AUSTIN, Texas — Hendrick Motorsports tied The King in the rain, spray and mud of Texas. Now it’s time to go home to see if it can pass Richard Petty as NASCAR’s winningest team.

Chase Elliott’s victory in the rain-shortened Texas Grand Prix at Circuit of the Americas earned Hendrick Motorsports win No. 268 to tie Petty Enterprises for most Cup wins in NASCAR history.

Next stop: Charlotte Motor Speedway on Sunday for the Coca-Cola 600 — home turf for team owner Rick Hendrick to possibly make more history. His organization has a record 11 wins in NASCAR’s longest race.

“That’s our home track. That track means a lot to us. Our shops are about a mile away,” Hendrick said. “Everybody would be able to celebrate together. So that would be awesome because that is our home.”

Victory lane turned into memory lane for Hendrick after Elliott’s win Sunday. The team owner reflected on his storied organization and the partnership that almost was when the team launched in 1984.

“Richard Petty was going to be my first driver. I thought we had a deal. It didn’t come together,” Hendrick said. “The respect and admiration I have for him and Kyle, that whole family, it’s a big deal for me to be just mentioned with him.”

It would feel even better to beat him. The countdown to this day has been a long-time coming.

Hendrick started the team with fewer than 20 full-time employees. It now has more than 600. He was a technical adviser for the Tom Cruise movie “Days of Thunder” and was one of the four original owners of the Charlotte Hornets.

Through the years, he has battled leukemia, pleaded guilty to mail fraud and was later pardoned by President Clinton. In 2004, a plane owned by Hendrick Motorsports crashed, killing all 10 people aboard, including Hendrick’s son, brother and twin nieces.

And while that initial Petty driving deal fell through, there have been other Hall of Fame drivers in the Hendrick garage. Jeff Gordon won 93 races and four championships driving for Hendrick. Jimmie Johnson won 83 races and a record-tying seven championships. Terry Labonte won 12 times and one championship.

There were rough times too, like from 2017 to 2019 when Hendrick failed to advance a driver into the championship round.

“I’ve been through some good times, some bad times, at the top of the mountain, then couldn’t hit our butt,” Hendrick said. “Worked hard, kept going. I think the test of a real company is when you get in those lows, you don’t point fingers and you don’t jump ship; you just work.”

Hendrick recalled some of the milestone victories along the way. The 1-2-3 finish at Daytona in 1997. Johnson winning his seventh championship to tie Petty and the late Dale Earnhardt in the last race of the season. Elliott winning the title in Phoenix in 2020.

“Man, there’s just so many. All of them are special,” Hendrick said.

The team certainly has a winning formula again. All four Hendrick drivers have won this season, with Elliott finally breaking through Sunday when NASCAR stopped the race because of the rain.
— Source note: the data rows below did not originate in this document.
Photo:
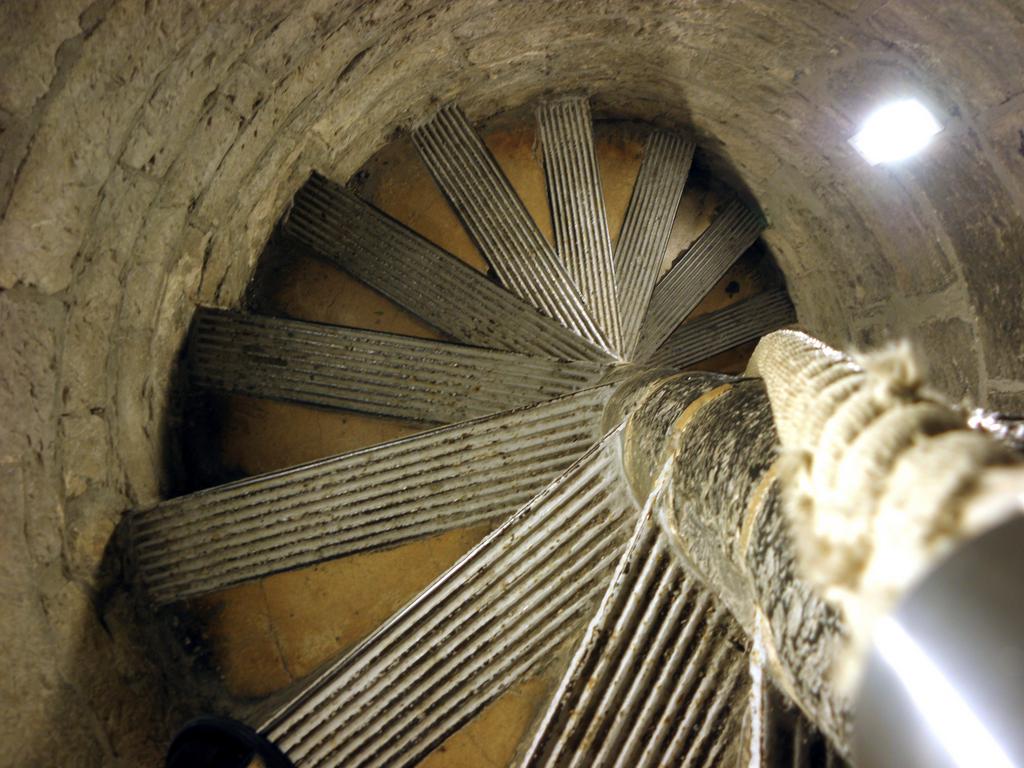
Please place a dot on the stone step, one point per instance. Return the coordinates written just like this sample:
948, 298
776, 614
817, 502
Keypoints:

It handed Elliott the 12th win of his career and made him the lucky driver to help the boss tie an important NASCAR milestone.

“To tie Richard Petty obviously is a big one. The boss has been on us heavy about that record,” Elliott said. “He wants that record.”
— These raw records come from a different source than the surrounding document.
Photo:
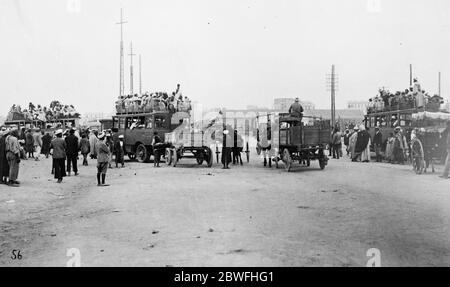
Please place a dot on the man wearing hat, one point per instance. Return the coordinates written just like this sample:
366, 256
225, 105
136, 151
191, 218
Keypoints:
296, 109
447, 162
58, 146
102, 159
352, 142
377, 142
13, 157
37, 140
4, 165
398, 146
72, 149
119, 150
It mattered little to driver or team owner that the tying victory came in a race that was twice red-flagged in a downpour before it was finally called with 14 laps to go.

Elliott, a road course master, was favored to win and got himself to the front at the right time. The poor conditions led to almost-blind driving down the long straightaway that unnerved some drivers and led to a couple of crashes that took out several cars.
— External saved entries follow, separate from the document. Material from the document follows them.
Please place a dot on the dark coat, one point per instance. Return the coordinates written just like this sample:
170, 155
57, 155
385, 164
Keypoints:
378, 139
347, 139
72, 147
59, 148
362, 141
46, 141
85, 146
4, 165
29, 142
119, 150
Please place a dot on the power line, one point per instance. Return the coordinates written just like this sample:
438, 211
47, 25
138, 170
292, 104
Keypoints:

Kevin Harvick, whose car was knocked out in one of the crashes, called the conditions too dangerous to race.

Scott Miller, NASCAR senior vice president of competition, said that in hindsight race officials perhaps should have ended the race earlier.

“We certainly don’t want to put anybody in harm’s way out there,” Miller said. “It’s a a tough job for us to balance a competitive event, a good show for the fans and with the drivers’ best interests. Maybe we did let it go a little too long out there.”

Hendrick and Elliott offered no opinion on how the race was officiated in the rain. But the timing of when it was called delivered that milestone victory.

“Visibility is one thing, but when you hydroplane going however fast we’re going, that’s probably not good. I think that’s kind of the situation we found ourselves in there at the end,” Elliott said. “Obviously, I was on the good end of the call, so I’m OK with the race ending.”